Corresponding author Dr Makoto Fukuda, assistant professor of paediatrics at Baylor and the USDA/ARS Children’s Nutrition Research Centre at Baylor and Texas Children’s Hospital, said “We have uncovered a new piece of the complex puzzle of how the body manages energy balance and affects weight.”
The study looked at mice consuming a high-fat diet, which increased their levels of gastric inhibitory polypeptide (GIP), a gut hormone involved in managing the body’s energy balance.
The researchers found that excess GIP travels through the blood and into the brain, thus inhibiting the action of leptin, a satiety hormone that triggers the sensation of being full within the brain. Therefore, the mice continued to eat and gain weight.

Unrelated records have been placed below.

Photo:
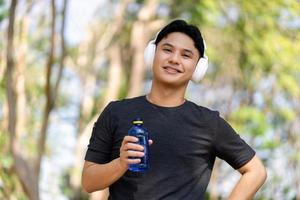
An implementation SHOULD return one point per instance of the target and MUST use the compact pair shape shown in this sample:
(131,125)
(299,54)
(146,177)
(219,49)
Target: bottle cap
(138,121)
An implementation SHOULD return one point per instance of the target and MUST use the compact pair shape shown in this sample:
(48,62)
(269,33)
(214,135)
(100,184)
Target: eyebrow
(170,45)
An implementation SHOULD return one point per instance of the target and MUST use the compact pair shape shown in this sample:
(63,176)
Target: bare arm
(99,176)
(253,176)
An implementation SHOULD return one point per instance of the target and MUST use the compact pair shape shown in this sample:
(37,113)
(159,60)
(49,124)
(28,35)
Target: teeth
(178,71)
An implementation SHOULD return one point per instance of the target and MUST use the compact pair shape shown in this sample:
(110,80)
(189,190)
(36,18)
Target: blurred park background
(62,61)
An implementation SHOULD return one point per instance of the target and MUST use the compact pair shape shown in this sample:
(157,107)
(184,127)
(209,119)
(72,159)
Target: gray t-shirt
(187,139)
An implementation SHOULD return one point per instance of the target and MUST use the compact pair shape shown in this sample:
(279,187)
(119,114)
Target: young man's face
(175,59)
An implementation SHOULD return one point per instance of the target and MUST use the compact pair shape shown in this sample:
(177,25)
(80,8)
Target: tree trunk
(214,195)
(48,92)
(140,30)
(20,80)
(10,80)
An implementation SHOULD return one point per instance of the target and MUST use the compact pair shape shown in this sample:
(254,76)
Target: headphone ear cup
(200,70)
(149,53)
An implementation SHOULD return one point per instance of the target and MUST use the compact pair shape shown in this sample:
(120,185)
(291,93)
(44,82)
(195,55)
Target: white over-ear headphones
(199,72)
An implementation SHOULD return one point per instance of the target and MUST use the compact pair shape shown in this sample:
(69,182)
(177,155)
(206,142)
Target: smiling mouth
(171,70)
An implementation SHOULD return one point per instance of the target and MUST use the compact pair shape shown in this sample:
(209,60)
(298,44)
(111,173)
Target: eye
(167,50)
(186,55)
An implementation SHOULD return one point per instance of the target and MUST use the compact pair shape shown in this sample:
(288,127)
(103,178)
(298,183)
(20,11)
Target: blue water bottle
(139,131)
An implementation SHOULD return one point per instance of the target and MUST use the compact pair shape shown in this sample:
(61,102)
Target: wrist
(121,166)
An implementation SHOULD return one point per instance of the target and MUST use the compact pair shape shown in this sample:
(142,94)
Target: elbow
(263,174)
(88,186)
(85,185)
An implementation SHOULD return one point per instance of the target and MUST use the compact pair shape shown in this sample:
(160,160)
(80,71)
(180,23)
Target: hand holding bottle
(130,152)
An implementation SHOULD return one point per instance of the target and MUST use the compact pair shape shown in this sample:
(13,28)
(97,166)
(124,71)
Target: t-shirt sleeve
(100,144)
(229,146)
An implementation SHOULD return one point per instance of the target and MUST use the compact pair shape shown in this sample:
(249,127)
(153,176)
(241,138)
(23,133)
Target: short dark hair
(181,26)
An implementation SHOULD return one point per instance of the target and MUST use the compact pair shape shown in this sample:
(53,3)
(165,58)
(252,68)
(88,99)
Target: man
(185,137)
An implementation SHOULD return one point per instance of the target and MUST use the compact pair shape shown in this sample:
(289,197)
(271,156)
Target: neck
(163,95)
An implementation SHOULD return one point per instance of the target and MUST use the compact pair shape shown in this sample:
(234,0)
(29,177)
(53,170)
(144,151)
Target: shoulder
(208,114)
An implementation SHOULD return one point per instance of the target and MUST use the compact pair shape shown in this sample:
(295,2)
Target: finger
(133,161)
(150,142)
(129,138)
(135,154)
(133,146)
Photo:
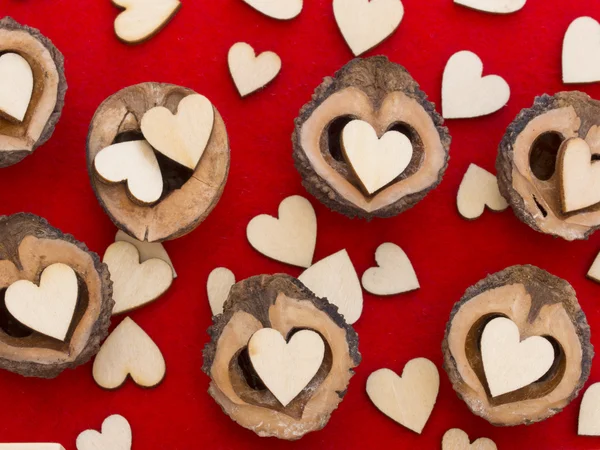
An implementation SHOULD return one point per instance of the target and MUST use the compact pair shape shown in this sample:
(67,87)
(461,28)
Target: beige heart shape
(182,137)
(49,307)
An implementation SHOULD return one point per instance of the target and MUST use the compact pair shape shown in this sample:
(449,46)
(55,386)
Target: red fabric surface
(448,253)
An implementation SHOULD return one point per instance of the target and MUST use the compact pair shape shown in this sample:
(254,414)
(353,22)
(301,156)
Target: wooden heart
(581,51)
(143,19)
(250,72)
(116,435)
(128,351)
(579,176)
(286,368)
(49,307)
(455,439)
(366,23)
(291,238)
(16,86)
(409,400)
(510,364)
(335,279)
(479,189)
(135,283)
(394,275)
(182,137)
(375,161)
(133,162)
(465,93)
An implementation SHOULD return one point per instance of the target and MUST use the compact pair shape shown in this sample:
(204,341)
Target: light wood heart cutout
(133,162)
(128,351)
(478,189)
(291,238)
(581,51)
(16,86)
(135,283)
(335,279)
(510,364)
(182,137)
(465,93)
(142,19)
(286,368)
(455,439)
(376,162)
(366,23)
(579,176)
(49,307)
(250,72)
(394,275)
(409,400)
(116,435)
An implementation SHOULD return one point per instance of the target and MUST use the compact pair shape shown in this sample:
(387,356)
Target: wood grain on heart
(286,368)
(49,307)
(375,161)
(182,137)
(465,93)
(132,162)
(581,51)
(16,86)
(335,279)
(409,400)
(479,189)
(366,23)
(142,19)
(291,238)
(509,363)
(455,439)
(250,72)
(128,351)
(394,274)
(115,435)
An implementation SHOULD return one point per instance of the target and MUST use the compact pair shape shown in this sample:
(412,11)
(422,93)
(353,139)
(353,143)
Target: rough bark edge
(314,183)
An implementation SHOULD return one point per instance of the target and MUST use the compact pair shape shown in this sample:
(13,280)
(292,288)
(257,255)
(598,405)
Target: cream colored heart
(250,72)
(366,23)
(135,283)
(579,176)
(455,439)
(394,275)
(182,137)
(116,435)
(128,351)
(49,307)
(142,19)
(277,9)
(493,6)
(133,162)
(409,400)
(286,368)
(510,364)
(478,189)
(581,51)
(218,286)
(16,86)
(375,161)
(291,238)
(335,279)
(465,93)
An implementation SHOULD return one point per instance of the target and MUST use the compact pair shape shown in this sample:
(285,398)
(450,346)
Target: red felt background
(448,253)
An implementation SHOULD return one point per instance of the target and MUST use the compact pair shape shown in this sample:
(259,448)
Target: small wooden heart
(128,351)
(49,307)
(181,137)
(116,435)
(376,162)
(286,368)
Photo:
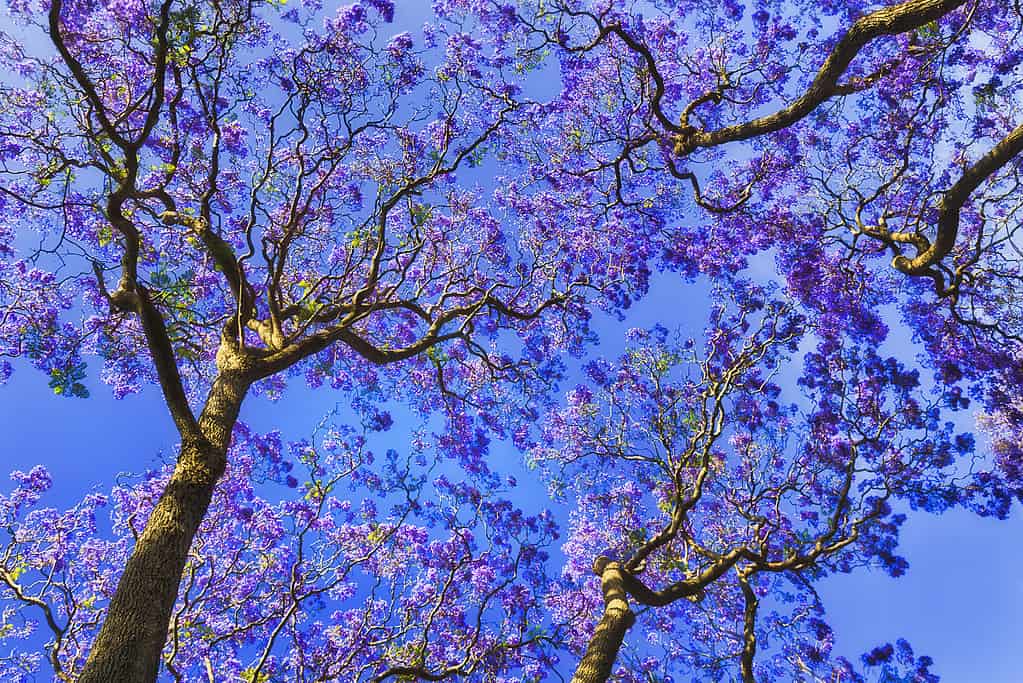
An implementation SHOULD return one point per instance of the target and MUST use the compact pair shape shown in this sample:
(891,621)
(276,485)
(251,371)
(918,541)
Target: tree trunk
(602,651)
(129,645)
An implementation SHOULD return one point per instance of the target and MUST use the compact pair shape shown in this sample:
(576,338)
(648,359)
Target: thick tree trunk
(128,647)
(597,663)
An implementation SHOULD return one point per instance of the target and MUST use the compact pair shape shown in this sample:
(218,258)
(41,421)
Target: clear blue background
(961,602)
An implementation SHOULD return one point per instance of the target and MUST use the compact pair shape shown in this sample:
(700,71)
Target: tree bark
(129,645)
(596,664)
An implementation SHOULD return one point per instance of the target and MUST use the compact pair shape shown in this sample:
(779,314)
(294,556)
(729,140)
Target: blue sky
(961,602)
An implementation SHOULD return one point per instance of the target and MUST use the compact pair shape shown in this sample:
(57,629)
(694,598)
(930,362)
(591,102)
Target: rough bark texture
(128,647)
(602,651)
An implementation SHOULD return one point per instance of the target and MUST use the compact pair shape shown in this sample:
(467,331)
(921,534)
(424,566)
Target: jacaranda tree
(207,195)
(414,576)
(874,147)
(701,496)
(215,196)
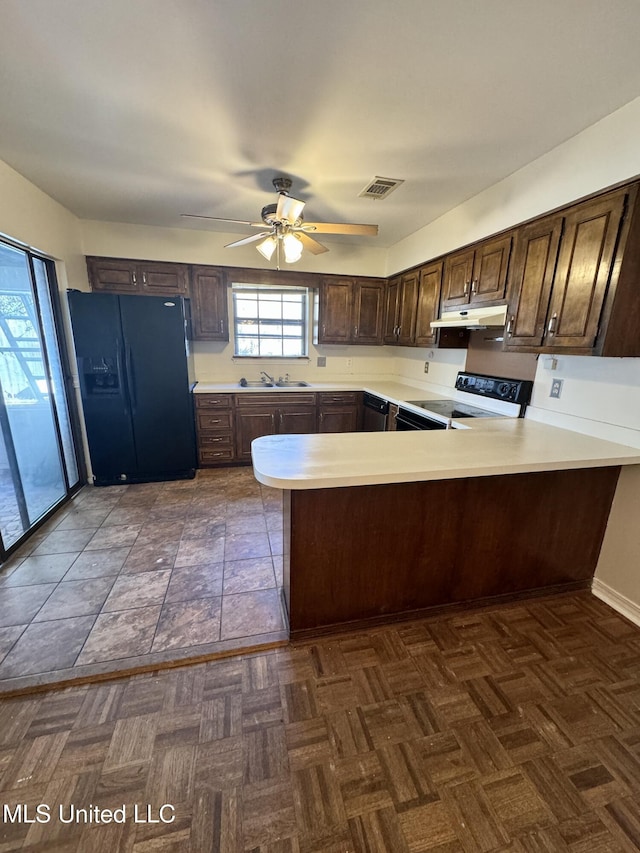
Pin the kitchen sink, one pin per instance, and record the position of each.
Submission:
(247, 383)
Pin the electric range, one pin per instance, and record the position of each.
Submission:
(515, 392)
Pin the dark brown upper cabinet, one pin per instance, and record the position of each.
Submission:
(392, 303)
(534, 265)
(402, 306)
(478, 275)
(585, 264)
(574, 283)
(118, 275)
(368, 311)
(428, 304)
(350, 311)
(209, 307)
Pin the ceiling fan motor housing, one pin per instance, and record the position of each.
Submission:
(269, 213)
(282, 185)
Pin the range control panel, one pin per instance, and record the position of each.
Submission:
(495, 387)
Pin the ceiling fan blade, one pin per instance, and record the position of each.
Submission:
(218, 219)
(288, 209)
(310, 244)
(340, 228)
(252, 239)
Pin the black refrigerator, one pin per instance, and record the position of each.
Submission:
(135, 381)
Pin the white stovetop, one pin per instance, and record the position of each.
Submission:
(488, 447)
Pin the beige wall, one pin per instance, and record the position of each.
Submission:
(31, 217)
(207, 247)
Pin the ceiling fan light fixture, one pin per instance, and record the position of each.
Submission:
(267, 247)
(292, 248)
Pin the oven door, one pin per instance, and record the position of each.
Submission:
(406, 420)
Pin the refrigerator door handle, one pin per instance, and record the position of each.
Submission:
(131, 376)
(122, 374)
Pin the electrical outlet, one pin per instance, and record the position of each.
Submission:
(556, 388)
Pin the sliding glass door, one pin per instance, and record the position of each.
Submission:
(38, 464)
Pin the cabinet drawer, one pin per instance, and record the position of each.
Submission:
(275, 400)
(213, 401)
(214, 440)
(338, 398)
(219, 420)
(208, 457)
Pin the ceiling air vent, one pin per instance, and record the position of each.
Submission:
(378, 188)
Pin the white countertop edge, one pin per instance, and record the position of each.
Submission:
(301, 483)
(493, 447)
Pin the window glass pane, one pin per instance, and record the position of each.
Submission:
(43, 288)
(270, 321)
(32, 476)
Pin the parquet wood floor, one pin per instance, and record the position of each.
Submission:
(511, 728)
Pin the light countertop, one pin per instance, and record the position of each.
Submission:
(489, 447)
(399, 393)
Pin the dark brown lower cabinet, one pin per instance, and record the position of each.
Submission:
(271, 414)
(214, 429)
(250, 424)
(367, 553)
(339, 411)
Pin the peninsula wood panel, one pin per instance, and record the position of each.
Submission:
(372, 551)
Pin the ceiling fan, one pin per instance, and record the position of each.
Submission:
(288, 232)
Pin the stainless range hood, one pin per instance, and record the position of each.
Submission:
(473, 318)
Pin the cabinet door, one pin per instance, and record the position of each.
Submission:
(490, 268)
(250, 424)
(428, 304)
(113, 275)
(335, 307)
(534, 265)
(585, 263)
(391, 311)
(209, 310)
(368, 312)
(296, 419)
(164, 279)
(458, 271)
(339, 419)
(408, 309)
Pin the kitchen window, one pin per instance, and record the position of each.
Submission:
(270, 322)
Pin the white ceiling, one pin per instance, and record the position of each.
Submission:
(137, 110)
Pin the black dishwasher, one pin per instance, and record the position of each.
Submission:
(376, 411)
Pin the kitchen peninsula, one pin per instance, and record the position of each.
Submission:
(382, 524)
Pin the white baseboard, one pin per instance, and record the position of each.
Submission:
(615, 599)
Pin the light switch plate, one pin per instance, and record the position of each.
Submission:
(556, 388)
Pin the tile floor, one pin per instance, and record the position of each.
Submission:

The study added that blocking the link between GIP and the brain restored the leptin’s ability to subdue appetite and led to eventual weight loss.
“We didn’t know how a high-fat diet or overeating leads to leptin resistance,” Fukuda said.
“My colleagues and I started looking for what causes leptin resistance in the brain when we eat fatty foods. Using cultured brain slices in petri dishes we screened blood circulating factors for their ability to stop leptin actions. After several years of efforts, we discovered a connection between the gut hormone GIP and leptin.” She explained.
The first task the researchers had to complete was to figure out if GIP was involved in leptin malfunctioning. They did so by confirming that the GIP receptor, the binding molecule on cells that grabs hold of GIP and balances its effects, is expressed in the brain. They then experimented with blocking GIP receptors via a monoclonal antibody infusion within the brain. This experiment reduced body weight of obese mice.
“The animals ate less and also reduced their fat mass and blood glucose levels,” Fukuda said. “In contrast, normal chow-fed lean mice treated with the monoclonal antibody that blocks GIP-GIP receptor interaction neither reduced their food intake nor lost body weight or fat mass, indicating that the effects are specific to diet-induced obesity.”
“In summary, when eating a balanced diet, GIP levels do not increase and leptin works as expected, triggering in the brain the feeling of being full when the animal has eaten enough and the mice stop eating,” Fukuda continued. “But, when the animals eat a high-fat diet and become obese, the levels of blood GIP increase. GIP flows into the hypothalamus where it inhibits leptin’s action. Consequently, the animals do not feel full, overeat and gain weight. Blocking the interaction of GIP with the hypothalamus of obese mice restores leptin’s ability to inhibit appetite and reduces body weight.”
These findings show that GIP and its receptor in the brain’s hypothalamus, the area that regulates appetite, are needed and sufficient to evoke leptin resistance. More research is needed, however, researchers believe that these findings could be used to develop weight-loss strategies in the near future.